Der fünfte Gang

Europäische Sicherheitsdoktrin von anton landgraf

»Überholen ohne einzuholen«, lautete einmal die Devise der realsozialistischen Staaten, als es noch darum ging, das Verhältnis zu ihrem größten Konkurrenten zu definieren. Der Versuch schlug bekanntlich fehl. Nun bemühen sich die Europäer auf ähnliche Weise, die Beziehungen zu ihrem transatlantischen »Partner« festzulegen, zumindest wenn es um Fragen nach Krieg und Frieden geht. Auf dem Gipfeltreffen in Thessaloniki will der griechische Ratspräsident Kostas Simitis zum ersten Mal eine eigenständige »europäische Sicherheitsdoktrin« präsentieren.

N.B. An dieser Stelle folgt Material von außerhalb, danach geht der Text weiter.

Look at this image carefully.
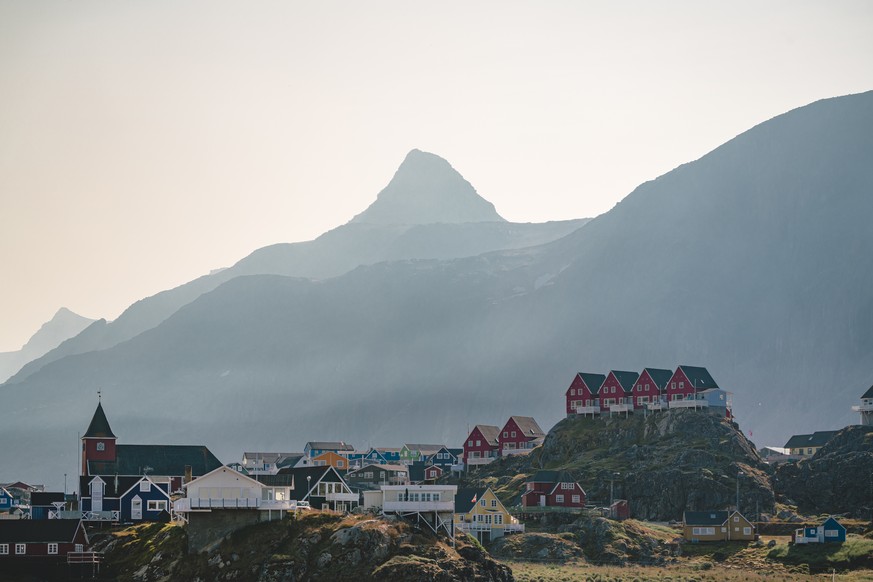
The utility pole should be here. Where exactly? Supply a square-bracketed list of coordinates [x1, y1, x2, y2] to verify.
[737, 471, 743, 512]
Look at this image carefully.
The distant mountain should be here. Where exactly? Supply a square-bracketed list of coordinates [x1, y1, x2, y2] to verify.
[0, 307, 94, 382]
[6, 150, 588, 382]
[352, 150, 503, 224]
[0, 92, 873, 492]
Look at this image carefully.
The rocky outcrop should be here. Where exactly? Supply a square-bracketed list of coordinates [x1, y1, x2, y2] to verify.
[97, 512, 513, 582]
[773, 426, 873, 517]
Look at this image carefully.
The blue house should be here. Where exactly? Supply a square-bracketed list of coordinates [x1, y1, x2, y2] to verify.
[0, 487, 15, 513]
[794, 516, 846, 544]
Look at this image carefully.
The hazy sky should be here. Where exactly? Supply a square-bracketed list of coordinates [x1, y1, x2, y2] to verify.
[0, 0, 873, 351]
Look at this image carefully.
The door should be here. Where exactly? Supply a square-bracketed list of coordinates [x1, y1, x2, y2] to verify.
[130, 495, 142, 520]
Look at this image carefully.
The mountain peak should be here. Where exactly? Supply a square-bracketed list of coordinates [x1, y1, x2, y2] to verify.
[351, 149, 504, 224]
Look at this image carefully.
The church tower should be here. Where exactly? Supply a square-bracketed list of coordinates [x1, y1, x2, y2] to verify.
[82, 401, 116, 475]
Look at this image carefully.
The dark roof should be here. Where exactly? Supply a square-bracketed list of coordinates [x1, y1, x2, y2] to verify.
[645, 368, 673, 390]
[30, 491, 64, 507]
[82, 402, 116, 438]
[507, 416, 546, 437]
[785, 430, 840, 449]
[679, 366, 718, 390]
[88, 445, 221, 477]
[682, 511, 728, 525]
[528, 470, 576, 483]
[306, 441, 355, 451]
[579, 372, 606, 394]
[474, 424, 500, 447]
[455, 487, 488, 513]
[611, 370, 640, 393]
[0, 519, 81, 544]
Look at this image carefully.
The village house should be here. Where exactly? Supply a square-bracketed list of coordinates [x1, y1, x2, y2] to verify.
[463, 424, 500, 467]
[303, 441, 355, 459]
[566, 372, 606, 416]
[598, 370, 640, 414]
[852, 386, 873, 426]
[79, 402, 222, 521]
[521, 470, 586, 509]
[497, 416, 546, 456]
[453, 487, 524, 542]
[632, 368, 673, 411]
[784, 430, 839, 458]
[345, 463, 409, 489]
[794, 516, 846, 544]
[0, 519, 88, 565]
[682, 511, 755, 543]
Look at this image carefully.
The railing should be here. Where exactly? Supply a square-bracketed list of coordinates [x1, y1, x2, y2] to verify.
[173, 497, 297, 512]
[67, 552, 103, 564]
[669, 400, 709, 408]
[576, 406, 600, 414]
[382, 500, 455, 512]
[324, 493, 360, 502]
[467, 457, 497, 466]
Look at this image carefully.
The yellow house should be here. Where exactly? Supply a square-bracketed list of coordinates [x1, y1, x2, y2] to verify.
[453, 487, 524, 541]
[311, 451, 349, 471]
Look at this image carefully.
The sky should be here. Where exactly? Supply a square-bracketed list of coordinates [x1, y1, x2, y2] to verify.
[0, 0, 873, 351]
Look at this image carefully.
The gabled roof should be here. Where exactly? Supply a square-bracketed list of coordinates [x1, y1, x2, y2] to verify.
[609, 370, 640, 393]
[455, 487, 488, 513]
[579, 372, 606, 394]
[645, 368, 673, 390]
[785, 430, 840, 449]
[682, 511, 728, 526]
[528, 470, 576, 484]
[82, 402, 117, 439]
[88, 445, 222, 477]
[470, 424, 500, 447]
[306, 441, 355, 452]
[0, 519, 82, 544]
[30, 491, 64, 507]
[679, 366, 718, 390]
[506, 416, 546, 438]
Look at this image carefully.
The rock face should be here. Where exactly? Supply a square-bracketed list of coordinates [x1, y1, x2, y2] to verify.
[773, 426, 873, 517]
[480, 409, 775, 521]
[96, 512, 513, 582]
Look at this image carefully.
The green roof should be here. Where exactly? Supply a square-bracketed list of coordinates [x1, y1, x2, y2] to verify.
[88, 445, 221, 477]
[82, 402, 116, 438]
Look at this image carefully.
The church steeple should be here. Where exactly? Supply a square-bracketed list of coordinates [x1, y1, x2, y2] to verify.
[82, 402, 117, 475]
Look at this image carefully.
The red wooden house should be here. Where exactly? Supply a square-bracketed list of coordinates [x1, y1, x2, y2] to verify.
[521, 471, 585, 508]
[599, 370, 640, 412]
[464, 424, 500, 466]
[565, 372, 606, 416]
[0, 519, 88, 564]
[633, 368, 673, 410]
[497, 416, 546, 455]
[667, 366, 718, 408]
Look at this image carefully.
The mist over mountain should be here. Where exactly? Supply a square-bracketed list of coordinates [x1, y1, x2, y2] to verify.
[0, 92, 873, 492]
[10, 150, 588, 382]
[0, 307, 94, 382]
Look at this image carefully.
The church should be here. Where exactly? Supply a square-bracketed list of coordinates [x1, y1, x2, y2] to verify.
[79, 401, 221, 523]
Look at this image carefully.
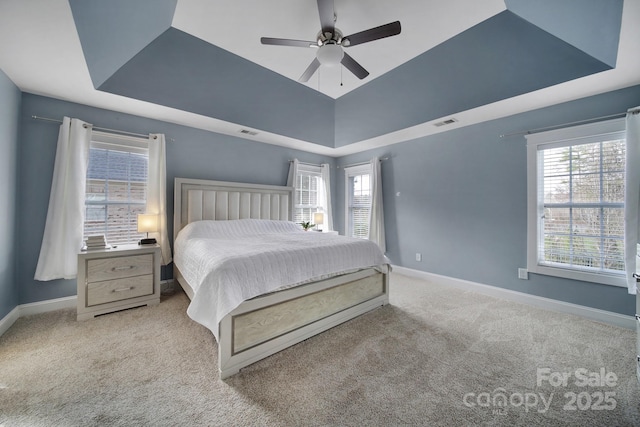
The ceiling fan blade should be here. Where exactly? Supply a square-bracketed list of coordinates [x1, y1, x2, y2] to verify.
[318, 0, 335, 34]
[340, 20, 402, 47]
[298, 58, 320, 82]
[341, 52, 369, 80]
[260, 37, 318, 47]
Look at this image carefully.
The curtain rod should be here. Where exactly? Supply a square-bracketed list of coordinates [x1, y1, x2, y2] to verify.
[500, 109, 640, 138]
[31, 115, 156, 141]
[289, 159, 322, 167]
[336, 157, 389, 169]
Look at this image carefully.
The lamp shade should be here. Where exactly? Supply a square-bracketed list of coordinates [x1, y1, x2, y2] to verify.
[138, 214, 158, 233]
[313, 212, 324, 224]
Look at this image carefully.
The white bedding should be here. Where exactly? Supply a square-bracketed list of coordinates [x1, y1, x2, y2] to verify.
[174, 219, 388, 339]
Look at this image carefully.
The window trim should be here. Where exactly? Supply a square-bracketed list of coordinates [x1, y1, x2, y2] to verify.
[83, 131, 150, 244]
[344, 163, 373, 238]
[293, 163, 326, 222]
[525, 119, 627, 287]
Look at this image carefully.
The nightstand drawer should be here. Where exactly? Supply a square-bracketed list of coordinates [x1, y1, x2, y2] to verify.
[87, 274, 153, 307]
[87, 254, 153, 283]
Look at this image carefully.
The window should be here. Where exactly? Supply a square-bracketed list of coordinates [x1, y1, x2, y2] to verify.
[527, 120, 626, 286]
[345, 164, 371, 239]
[84, 131, 149, 244]
[293, 164, 324, 223]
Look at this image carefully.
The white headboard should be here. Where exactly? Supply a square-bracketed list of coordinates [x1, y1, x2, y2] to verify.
[173, 178, 293, 239]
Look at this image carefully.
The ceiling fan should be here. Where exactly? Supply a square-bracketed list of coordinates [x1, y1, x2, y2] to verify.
[260, 0, 401, 82]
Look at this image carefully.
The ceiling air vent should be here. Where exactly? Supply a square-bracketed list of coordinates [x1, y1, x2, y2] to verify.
[433, 117, 457, 127]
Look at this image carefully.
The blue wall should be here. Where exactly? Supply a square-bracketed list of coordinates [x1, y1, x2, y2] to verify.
[17, 93, 335, 304]
[0, 70, 20, 319]
[7, 85, 640, 315]
[334, 86, 640, 315]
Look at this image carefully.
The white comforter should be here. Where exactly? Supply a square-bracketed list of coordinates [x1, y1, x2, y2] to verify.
[174, 219, 388, 339]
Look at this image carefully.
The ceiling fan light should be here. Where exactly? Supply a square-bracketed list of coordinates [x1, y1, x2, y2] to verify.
[316, 44, 344, 66]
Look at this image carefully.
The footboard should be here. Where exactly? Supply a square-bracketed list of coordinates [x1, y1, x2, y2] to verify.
[218, 268, 389, 379]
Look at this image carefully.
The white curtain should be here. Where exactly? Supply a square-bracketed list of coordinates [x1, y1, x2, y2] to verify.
[287, 159, 300, 188]
[34, 117, 91, 281]
[624, 107, 640, 294]
[147, 133, 172, 265]
[369, 157, 387, 252]
[320, 163, 333, 230]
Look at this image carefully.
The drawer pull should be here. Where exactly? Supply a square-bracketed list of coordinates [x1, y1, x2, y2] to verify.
[111, 265, 136, 271]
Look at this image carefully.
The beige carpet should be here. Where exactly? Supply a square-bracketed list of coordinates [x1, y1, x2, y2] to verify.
[0, 275, 640, 427]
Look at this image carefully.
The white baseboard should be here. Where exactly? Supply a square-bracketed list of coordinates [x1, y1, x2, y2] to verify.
[0, 296, 78, 335]
[0, 279, 173, 338]
[0, 306, 20, 336]
[392, 266, 636, 330]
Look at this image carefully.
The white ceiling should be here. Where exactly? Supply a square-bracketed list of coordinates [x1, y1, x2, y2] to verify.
[173, 0, 505, 98]
[0, 0, 640, 156]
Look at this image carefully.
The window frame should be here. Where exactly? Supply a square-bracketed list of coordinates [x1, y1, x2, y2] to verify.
[525, 119, 627, 287]
[293, 163, 326, 223]
[83, 131, 150, 245]
[344, 163, 373, 239]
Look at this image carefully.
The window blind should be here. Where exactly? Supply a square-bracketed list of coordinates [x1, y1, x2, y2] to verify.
[84, 139, 149, 244]
[538, 138, 625, 273]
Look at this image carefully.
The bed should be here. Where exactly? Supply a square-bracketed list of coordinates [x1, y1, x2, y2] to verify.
[174, 178, 389, 379]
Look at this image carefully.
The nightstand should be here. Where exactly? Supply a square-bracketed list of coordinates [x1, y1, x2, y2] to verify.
[78, 245, 161, 320]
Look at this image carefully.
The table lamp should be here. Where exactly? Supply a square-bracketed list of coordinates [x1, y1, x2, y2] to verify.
[138, 214, 158, 245]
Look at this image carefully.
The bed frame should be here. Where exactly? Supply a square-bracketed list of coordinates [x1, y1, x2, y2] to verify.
[173, 178, 389, 379]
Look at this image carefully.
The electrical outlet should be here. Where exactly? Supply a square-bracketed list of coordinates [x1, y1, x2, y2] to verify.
[518, 268, 529, 280]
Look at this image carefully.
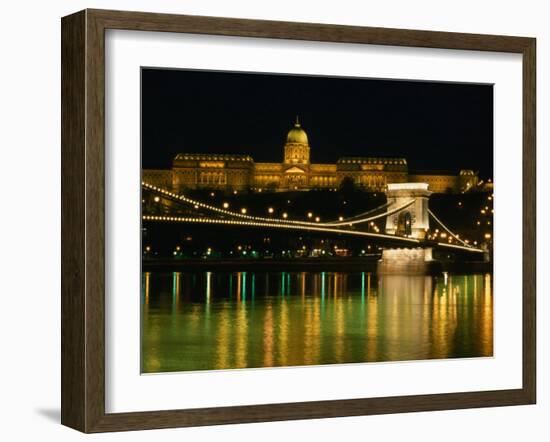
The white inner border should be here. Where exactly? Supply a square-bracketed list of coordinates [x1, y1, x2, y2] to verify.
[105, 30, 522, 413]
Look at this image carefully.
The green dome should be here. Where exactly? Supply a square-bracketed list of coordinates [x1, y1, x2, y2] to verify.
[286, 118, 309, 144]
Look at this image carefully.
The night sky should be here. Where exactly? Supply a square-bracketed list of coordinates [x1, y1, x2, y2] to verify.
[142, 69, 493, 178]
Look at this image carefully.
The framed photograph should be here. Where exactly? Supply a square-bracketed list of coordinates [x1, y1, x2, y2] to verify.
[61, 10, 536, 432]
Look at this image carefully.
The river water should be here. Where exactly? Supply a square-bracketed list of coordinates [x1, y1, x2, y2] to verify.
[141, 272, 493, 373]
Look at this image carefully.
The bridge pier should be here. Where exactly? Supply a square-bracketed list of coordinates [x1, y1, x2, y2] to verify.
[378, 247, 440, 275]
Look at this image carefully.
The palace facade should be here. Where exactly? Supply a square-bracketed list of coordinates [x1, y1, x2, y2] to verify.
[142, 119, 478, 193]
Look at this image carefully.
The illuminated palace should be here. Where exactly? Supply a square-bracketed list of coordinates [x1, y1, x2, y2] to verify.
[143, 118, 478, 193]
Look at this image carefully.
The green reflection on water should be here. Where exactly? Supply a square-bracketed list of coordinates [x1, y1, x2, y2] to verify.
[141, 272, 493, 373]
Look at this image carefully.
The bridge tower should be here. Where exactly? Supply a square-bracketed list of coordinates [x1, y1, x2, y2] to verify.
[386, 183, 432, 239]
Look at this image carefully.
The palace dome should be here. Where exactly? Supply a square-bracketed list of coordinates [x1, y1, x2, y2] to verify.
[286, 117, 308, 144]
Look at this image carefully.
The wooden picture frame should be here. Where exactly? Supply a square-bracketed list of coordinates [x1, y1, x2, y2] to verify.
[61, 10, 536, 432]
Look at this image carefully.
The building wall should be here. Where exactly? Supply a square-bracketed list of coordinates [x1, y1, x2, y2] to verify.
[143, 139, 478, 193]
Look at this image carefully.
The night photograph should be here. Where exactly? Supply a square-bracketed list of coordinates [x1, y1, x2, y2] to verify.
[136, 68, 494, 373]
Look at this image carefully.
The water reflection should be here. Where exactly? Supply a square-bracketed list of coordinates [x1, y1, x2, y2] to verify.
[142, 272, 493, 372]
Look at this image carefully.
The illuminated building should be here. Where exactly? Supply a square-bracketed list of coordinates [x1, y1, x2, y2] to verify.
[143, 119, 478, 193]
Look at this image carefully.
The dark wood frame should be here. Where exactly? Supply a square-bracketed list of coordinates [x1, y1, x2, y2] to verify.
[61, 10, 536, 432]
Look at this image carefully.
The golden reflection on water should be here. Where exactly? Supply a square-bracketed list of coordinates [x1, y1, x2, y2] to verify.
[142, 272, 493, 372]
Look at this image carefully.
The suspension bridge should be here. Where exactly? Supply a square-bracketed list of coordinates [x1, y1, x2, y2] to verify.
[142, 181, 486, 254]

Mit ihr soll festgelegt werden, unter welchen Umständen die Union künftig ihre Sicherheit bedroht sieht und wie sie reagieren möchte. Im Mittelpunkt steht dabei der »Kampf gegen die Ausbreitung von Massenvernichtungswaffen«. Staaten, die atomare, biologische oder chemische Waffen verbreiten, haben nun mit einem »wesentlich energischeren Handeln« zu rechnen. Die Skala der in der Doktrin vorgeschlagenen Maßnahmen reicht dabei von der Androhung von Sanktionen bis zu präventiven Militärschlägen. Vor allem der Iran, Pakistan und Nordkorea könnten dann »rasch ins Visier der neuen EU-Strategie geraten«, wie die Süddeutsche Zeitung kommentierte.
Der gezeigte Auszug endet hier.